Vous êtes ici

Avis n°182

Le nucléaire reste un atout en France

Ajouté par Paul ANONYMISé (Gif-sur-Yvette), le
[Origine : Site internet]

Pour commencer, voici le rappel de quelques évidences trop souvent oubliées.

1 – L'usage de l'électricité est à promouvoir. D'une part, c'est une forme pratique tant pour son transport que pour son utilisation ; elle peut être transformée sur place avec un rendement excellent. D'autre part, elle ne génère aucun effet nocif sur l'environnement. Un exemple typique d'action à promouvoir est celui du chauffage des habitations : avec une bonne isolation et l'utilisation de pompes à chaleur, la dépense reste limitée, l'approvisionnement et la mise en route ne demandent aucune action et l'émission de gaz à effet de serre est nulle. Pourquoi donc a-t-on dissuadé ces dernières années le choix du chauffage électrique ? Un autre exemple est celui du transport : l'utilisation des véhicules électriques, encore aujourd'hui marginal, est freiné par le manque de bornes de recharge au domicile des particuliers et sur les axes routiers, un équipement pourtant peu onéreux.

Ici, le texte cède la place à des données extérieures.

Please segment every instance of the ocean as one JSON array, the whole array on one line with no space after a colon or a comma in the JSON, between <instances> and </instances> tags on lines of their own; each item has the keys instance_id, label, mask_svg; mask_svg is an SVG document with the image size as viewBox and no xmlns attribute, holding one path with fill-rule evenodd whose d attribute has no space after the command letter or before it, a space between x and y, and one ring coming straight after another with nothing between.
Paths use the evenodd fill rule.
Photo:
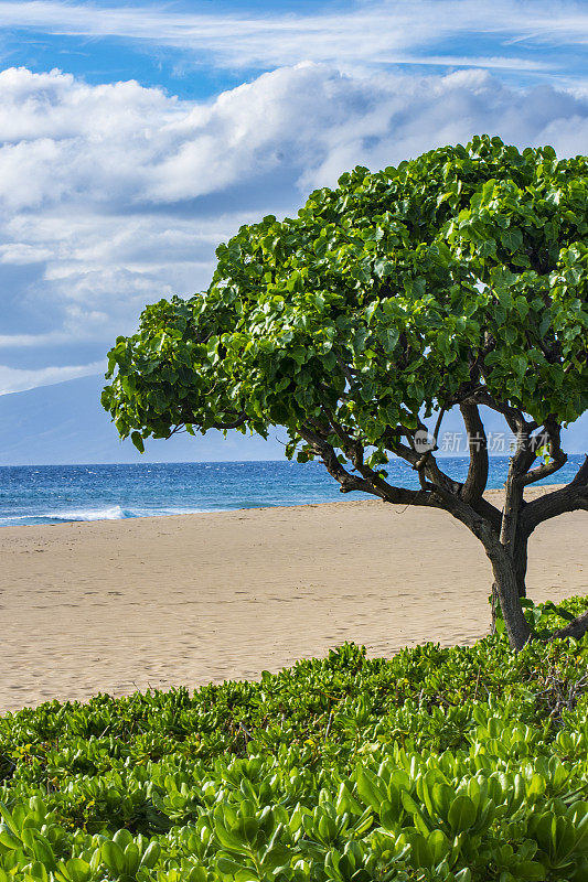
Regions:
<instances>
[{"instance_id":1,"label":"ocean","mask_svg":"<svg viewBox=\"0 0 588 882\"><path fill-rule=\"evenodd\" d=\"M582 455L542 483L569 481ZM490 460L489 487L504 483L509 459ZM463 480L466 458L445 458L441 467ZM403 461L388 465L393 484L417 487L415 472ZM36 465L0 467L0 527L60 524L72 520L118 520L156 515L266 508L341 499L339 485L320 463L185 462L131 465Z\"/></svg>"}]
</instances>

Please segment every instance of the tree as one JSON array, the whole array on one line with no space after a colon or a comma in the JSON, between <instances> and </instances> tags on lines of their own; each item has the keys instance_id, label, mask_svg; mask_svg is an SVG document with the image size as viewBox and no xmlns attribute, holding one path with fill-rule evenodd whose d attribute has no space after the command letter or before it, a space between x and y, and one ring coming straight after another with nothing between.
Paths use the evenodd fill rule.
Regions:
<instances>
[{"instance_id":1,"label":"tree","mask_svg":"<svg viewBox=\"0 0 588 882\"><path fill-rule=\"evenodd\" d=\"M588 401L587 172L586 157L488 136L356 168L297 217L242 227L207 291L148 306L109 353L103 404L139 450L184 428L281 426L287 455L322 460L341 492L445 509L482 542L520 649L528 538L588 509L588 456L567 485L524 498L565 464L562 428ZM502 512L483 496L482 405L516 434ZM424 420L437 415L438 435L453 407L469 437L462 483L424 443ZM391 455L418 490L388 483ZM588 613L556 636L586 630Z\"/></svg>"}]
</instances>

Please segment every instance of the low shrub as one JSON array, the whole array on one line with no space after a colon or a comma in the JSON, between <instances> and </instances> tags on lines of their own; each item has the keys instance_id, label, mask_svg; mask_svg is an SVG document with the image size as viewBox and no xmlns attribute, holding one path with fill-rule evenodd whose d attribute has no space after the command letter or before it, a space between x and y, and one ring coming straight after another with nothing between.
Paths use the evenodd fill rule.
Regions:
<instances>
[{"instance_id":1,"label":"low shrub","mask_svg":"<svg viewBox=\"0 0 588 882\"><path fill-rule=\"evenodd\" d=\"M587 600L527 615L541 634ZM586 882L587 660L586 637L345 644L7 714L0 882Z\"/></svg>"}]
</instances>

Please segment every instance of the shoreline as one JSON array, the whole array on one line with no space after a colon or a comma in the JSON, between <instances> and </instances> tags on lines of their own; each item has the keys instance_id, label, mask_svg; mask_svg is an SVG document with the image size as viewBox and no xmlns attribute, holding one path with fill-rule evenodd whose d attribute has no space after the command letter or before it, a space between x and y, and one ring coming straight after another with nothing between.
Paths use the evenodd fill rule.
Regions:
<instances>
[{"instance_id":1,"label":"shoreline","mask_svg":"<svg viewBox=\"0 0 588 882\"><path fill-rule=\"evenodd\" d=\"M536 530L533 600L588 594L587 527L576 512ZM490 621L467 528L378 501L21 525L0 552L0 712L255 679L345 641L372 656L468 644Z\"/></svg>"},{"instance_id":2,"label":"shoreline","mask_svg":"<svg viewBox=\"0 0 588 882\"><path fill-rule=\"evenodd\" d=\"M565 484L539 484L539 485L532 485L527 487L527 499L535 498L536 496L544 495L545 493L549 493L552 491L560 490L562 487L566 486ZM484 496L493 498L495 496L500 496L503 493L502 487L489 487ZM345 494L342 494L345 495ZM311 502L311 503L291 503L285 505L259 505L259 506L247 506L244 508L202 508L202 509L194 509L193 512L179 512L174 514L161 515L129 515L125 517L104 517L104 518L78 518L74 520L66 520L66 519L55 519L54 523L43 523L43 524L2 524L0 525L0 535L3 529L18 529L20 527L29 527L29 528L36 528L36 527L62 527L62 526L71 526L73 524L101 524L101 523L125 523L127 520L152 520L153 518L162 518L168 520L169 518L178 518L178 517L199 517L201 515L221 515L221 514L228 514L231 512L276 512L281 508L291 509L291 508L307 508L307 507L314 507L314 506L328 506L328 505L341 505L345 503L356 503L356 502L375 502L376 504L382 504L381 499L375 497L367 496L366 494L357 494L353 498L342 498L342 499L329 499L329 501L321 501L321 502ZM386 503L385 503L386 504ZM394 503L387 503L387 505L395 505ZM119 504L115 504L111 508L119 508ZM26 515L23 516L23 518Z\"/></svg>"}]
</instances>

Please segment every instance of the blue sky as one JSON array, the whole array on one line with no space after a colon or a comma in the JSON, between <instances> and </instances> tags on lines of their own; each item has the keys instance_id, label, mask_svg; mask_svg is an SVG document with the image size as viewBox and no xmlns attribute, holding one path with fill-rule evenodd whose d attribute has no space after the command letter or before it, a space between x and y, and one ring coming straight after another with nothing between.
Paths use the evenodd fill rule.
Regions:
<instances>
[{"instance_id":1,"label":"blue sky","mask_svg":"<svg viewBox=\"0 0 588 882\"><path fill-rule=\"evenodd\" d=\"M357 163L588 144L588 4L0 0L0 392L98 374L216 245Z\"/></svg>"}]
</instances>

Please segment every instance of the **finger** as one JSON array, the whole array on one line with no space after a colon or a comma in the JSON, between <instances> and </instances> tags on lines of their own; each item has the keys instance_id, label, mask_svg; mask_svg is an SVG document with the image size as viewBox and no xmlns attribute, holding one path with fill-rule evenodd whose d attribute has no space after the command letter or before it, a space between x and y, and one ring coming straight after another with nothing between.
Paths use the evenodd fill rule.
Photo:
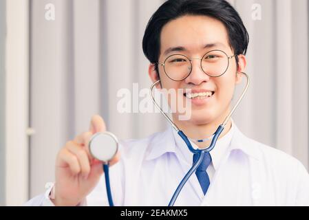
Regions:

2 – Les deux principales sources d'énergie dites renouvelables, l'éolien et le solaire, sont par essence intermittentes. Le vent ne souffle que quand bon lui semble ; le soleil disparaît la nuit et est peu efficace dès que le ciel est ennuagé. Globalement, le rapport entre la puissance moyenne fournie et la puissance nominale ne dépasse pas une valeur de l'ordre de 15 à 20 % pour l'éolien et à peine plus pour le solaire dans nos régions. Par ailleurs, ces énergies sont extrêmement dispersées : il faut équiper des surfaces gigantesques pour capter une quantité d'énergie significative. Par exemple, il faut s'équiper d'environ 1 000 éoliennes pour fournir l'énergie d'une centrale thermique ou nucléaire de 1 000 MW qui occupe un terrain de quelques hectares.

3 – Les énergies dites fossiles – charbon, pétrole et gaz – sont, à juste titre, décriées pour leurs effets désastreux sur l'environnement. Par ailleurs, elles s'épuisent rapidement : à un horizon de quelques siècles pour le charbon mais seulement de quelques décennies pour le gaz et le pétrole.

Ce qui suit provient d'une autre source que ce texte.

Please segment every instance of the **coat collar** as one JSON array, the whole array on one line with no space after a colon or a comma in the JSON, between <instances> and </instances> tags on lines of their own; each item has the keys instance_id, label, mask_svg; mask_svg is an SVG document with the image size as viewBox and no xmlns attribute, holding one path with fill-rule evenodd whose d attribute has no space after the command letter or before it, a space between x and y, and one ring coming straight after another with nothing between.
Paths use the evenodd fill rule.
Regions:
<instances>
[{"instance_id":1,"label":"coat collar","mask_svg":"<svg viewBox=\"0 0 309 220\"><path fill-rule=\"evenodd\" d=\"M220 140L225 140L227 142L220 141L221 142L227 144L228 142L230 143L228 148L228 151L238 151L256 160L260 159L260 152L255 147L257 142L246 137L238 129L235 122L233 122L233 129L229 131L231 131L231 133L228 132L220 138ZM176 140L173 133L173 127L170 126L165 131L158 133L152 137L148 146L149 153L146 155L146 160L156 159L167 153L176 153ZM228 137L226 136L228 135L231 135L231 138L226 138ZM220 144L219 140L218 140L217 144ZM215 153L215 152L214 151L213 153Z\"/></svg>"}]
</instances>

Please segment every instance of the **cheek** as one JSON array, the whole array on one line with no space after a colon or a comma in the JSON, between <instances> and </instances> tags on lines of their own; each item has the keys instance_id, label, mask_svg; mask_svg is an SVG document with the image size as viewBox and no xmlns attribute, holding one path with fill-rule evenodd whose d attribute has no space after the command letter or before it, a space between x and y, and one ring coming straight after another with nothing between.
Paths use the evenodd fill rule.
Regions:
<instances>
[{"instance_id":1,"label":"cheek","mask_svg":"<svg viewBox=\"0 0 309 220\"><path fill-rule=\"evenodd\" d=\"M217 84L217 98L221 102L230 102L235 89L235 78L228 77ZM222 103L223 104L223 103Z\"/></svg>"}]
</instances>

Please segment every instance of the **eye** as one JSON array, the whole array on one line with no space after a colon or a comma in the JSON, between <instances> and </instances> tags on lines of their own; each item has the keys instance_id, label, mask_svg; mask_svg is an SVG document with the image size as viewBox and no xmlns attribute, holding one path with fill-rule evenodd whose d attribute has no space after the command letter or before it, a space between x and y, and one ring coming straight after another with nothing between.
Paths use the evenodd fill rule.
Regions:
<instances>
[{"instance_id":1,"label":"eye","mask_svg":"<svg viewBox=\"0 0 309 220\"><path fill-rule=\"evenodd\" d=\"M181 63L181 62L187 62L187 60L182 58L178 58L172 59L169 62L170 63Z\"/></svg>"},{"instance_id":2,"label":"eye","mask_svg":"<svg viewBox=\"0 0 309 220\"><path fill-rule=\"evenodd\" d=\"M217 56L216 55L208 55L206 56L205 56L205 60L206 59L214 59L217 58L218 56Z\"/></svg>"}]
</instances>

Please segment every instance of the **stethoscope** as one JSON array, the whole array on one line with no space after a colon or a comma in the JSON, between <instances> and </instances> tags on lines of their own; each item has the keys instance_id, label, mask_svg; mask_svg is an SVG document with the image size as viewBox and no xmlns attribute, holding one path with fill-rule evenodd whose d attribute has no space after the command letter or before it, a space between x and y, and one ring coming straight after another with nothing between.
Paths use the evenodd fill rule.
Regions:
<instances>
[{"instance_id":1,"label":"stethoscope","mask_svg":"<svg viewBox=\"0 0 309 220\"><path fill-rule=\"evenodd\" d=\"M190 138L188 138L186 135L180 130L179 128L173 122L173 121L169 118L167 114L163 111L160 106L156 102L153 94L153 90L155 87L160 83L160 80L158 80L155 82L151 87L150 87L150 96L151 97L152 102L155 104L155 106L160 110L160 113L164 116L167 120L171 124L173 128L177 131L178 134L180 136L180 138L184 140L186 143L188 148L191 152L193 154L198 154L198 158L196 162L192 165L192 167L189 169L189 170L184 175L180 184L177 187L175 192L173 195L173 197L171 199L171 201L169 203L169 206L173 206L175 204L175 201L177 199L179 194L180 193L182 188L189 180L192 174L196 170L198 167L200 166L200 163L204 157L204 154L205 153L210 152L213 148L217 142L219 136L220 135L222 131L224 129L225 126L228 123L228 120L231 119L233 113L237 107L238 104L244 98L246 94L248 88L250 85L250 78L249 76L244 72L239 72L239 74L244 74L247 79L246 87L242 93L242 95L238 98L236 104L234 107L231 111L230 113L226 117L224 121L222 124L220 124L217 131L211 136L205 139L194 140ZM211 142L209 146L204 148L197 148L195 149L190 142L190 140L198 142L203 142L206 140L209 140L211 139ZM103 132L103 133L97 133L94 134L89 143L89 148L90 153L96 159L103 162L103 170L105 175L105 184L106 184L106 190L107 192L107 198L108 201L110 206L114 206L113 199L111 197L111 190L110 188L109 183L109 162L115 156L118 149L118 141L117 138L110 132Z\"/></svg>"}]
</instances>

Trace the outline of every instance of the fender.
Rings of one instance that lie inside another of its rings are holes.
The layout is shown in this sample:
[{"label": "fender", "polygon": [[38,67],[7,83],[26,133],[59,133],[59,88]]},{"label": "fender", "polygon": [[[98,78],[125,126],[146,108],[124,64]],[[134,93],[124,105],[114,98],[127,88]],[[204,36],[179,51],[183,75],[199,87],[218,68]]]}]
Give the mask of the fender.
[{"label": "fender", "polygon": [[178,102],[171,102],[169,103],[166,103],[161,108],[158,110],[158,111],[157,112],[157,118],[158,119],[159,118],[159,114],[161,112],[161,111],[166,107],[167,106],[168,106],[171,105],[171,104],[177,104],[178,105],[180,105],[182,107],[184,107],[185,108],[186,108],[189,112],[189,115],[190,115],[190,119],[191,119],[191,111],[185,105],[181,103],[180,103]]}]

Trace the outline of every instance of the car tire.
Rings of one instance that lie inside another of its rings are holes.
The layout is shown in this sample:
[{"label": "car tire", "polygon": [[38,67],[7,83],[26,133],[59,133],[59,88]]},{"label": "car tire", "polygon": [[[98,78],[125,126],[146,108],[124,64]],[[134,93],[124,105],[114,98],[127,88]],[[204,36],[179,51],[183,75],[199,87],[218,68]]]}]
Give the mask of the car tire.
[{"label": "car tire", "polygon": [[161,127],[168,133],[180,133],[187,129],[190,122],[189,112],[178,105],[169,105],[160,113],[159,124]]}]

4 – Dans l'état actuel des technologies, l'électricité ne se stocke pas : la production doit à chaque instant être calée sur la demande.

Quelle voie choisir ?

La production annuelle d'électricité en France est de l'ordre de 400 TWh. Pour les trois quarts, soit 300 TWh, cette production est assurée par 58 réacteurs nucléaires (le reste provient surtout de l'hydraulique). Si l'on voulait assurer cette production par de l'énergie éolienne, il faudrait y consacrer environ 60 000 éoliennes, soit quelque 600 km2 de territoire, puisqu'une éolienne occupe à peu près un hectare. Si l'on choisit le solaire au lieu de l'éolien, la surface occupée est du même ordre de grandeur. Les Français sont-ils prêts à avoir 600 éoliennes par département ou autant de champs de panneaux solaires ?

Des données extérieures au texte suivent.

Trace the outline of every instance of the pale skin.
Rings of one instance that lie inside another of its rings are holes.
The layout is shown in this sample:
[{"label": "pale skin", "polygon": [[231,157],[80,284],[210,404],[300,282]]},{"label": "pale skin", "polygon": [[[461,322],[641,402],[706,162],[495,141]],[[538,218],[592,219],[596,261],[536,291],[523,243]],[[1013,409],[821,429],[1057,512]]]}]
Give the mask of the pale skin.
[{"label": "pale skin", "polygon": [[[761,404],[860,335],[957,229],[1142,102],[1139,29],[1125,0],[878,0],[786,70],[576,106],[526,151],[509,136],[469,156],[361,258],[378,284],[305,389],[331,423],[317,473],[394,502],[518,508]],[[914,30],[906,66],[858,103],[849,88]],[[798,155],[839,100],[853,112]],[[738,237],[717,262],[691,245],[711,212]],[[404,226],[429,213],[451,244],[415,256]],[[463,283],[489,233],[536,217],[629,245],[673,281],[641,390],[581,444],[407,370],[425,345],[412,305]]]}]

Dans l'hypothèse où la réponse est « oui », il faudra investir non seulement dans le matériel de production – éoliennes ou panneaux solaires – mais aussi dans les dispositifs de stockage de l'électricité. Il faudrait, en effet, stocker l'électricité pendant les périodes où ce matériel produit et où la consommation est faible, pour la restituer sur le réseau lorsque ce matériel ne produit pas et lorsque la consommation est forte. En ordre de grandeur, on peut estimer nécessaire de devoir stocker une semaine de consommation : cela nécessiterait 16 milliards de batteries équivalentes à celle d'une voiture, soit un investissement de quelque deux cent milliards d'euros ; la dépense serait au moins similaire si l'on utilisait d'autres procédés (STEP, volants d'inertie, chaleur, etc.).

On pourrait aussi compenser l'absence de production d'une source d'énergie renouvelable par la mise en marche de centrales. S'il s'agit de centrales à énergie fossile, l'émission de gaz polluants reprendrait à un rythme bien supérieur au rythme actuel. S'il s'agit de centrales nucléaires, cela veut dire qu'on ralentit leur production quand les sources d'énergie renouvelables fonctionnent et qu'on les utilise à pleine puissance quand ces sources ne fonctionnent pas. Certes, cela est possible, puisque la production d'un réacteur nucléaire peut être modulée. Mais, n'est-il pas plus simple et plus économique de n'utiliser alors que des centrales nucléaires (sans effet nuisible sur l'environnement) plutôt que de ralentir leur production ? Le coût du combustible nucléaire est faible (de l'ordre de 5 % du total) et les coûts fixes des centrales nucléaires sont les mêmes qu'elles fonctionnent à plein temps ou à temps partiel. En les utilisant complètement, on dépense à peine plus et on évite un énorme investissement supplémentaire.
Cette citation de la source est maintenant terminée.